# Tunesat



## Baron Greuner (Jan 5, 2016)

..


----------



## Robert Cote (Jan 5, 2016)

I have a free account, but I have less than 50 songs to keep track of.


----------



## StevenMcDonald (Jan 5, 2016)

I have over 250 tracks in a library (Not counting the stems) and I've been using a free account. Right now I've just thrown a few of each genre I've composed for (comedy, tension, investigative, etc) to get a general idea of what's getting used. 

I've only used 35 of my 50 tracks on the free version.
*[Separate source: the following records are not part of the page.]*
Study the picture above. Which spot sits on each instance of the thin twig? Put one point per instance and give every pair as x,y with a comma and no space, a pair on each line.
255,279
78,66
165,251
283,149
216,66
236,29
Once I get my royalty statement and I see which tracks are more popular, I'll fill up the rest of those slots.

I think it's pretty cool! And if I keep having success in the library I work with, I may upgrade to 100 tracks.


----------



## reddognoyz (Jan 5, 2016)

I think it's am awesome tool, I know the developer and have had a few chats with him about tunesat. At the time the international coverage wasn't enough for it to be that helpful for me, but I will check again. I have done a little library music in the past, and it happened to be with his company. Those tracks have been well represented with my prs!


----------



## rgames (Jan 5, 2016)

I used it for a couple years a few years ago. It works as advertised but it wasn't useful because it was so expensive for any meaningful number of tracks: how do you decide what to monitor? Sure, it picks up some uses that don't show up on your PRO statements but your PRO statements also show uses that don't show up on Tunesat because there's no cost-effective way to monitor your entire library. And when your PRO does miss the use (ASCAP in my case), they don't give a damn about TuneSat reports. So you paid for info that can't be used for anything.

In the end I dropped it because I never came close to recovering the cost. In fact, I don't think I ever made a cent off the info. Haven't looked at it in a while, though - maybe they've dropped their prices.

I think it's useful if you own a large library - you can use it to tighten thumbscrews on folks who aren't filing cue sheets. But I think it's basically useless for an individual with only a few hundred tracks.

It might also be useful for cash flow planning. If you monitor thousands of tracks then you probably have a good statistical relationship between the TuneSat reports and what's coming up in the next few quarters. That's handy. But again, probably only handy at the level of many thousands of tracks.

The PROs need to provide this service. Then we can get rid of all the stupid sampling processes and cue sheet neglect that rip us off. One of my fights with ASCAP was based on TuneSat reports that showed huge numbers of plays on a sampled station (NBA channel, I think). Of course, my plays weren't sampled. In the end, ASCAP said "Yeah - TuneSat is cool. Sucks to be you." Wouldn't have been a lot of money, but still... the principle of it...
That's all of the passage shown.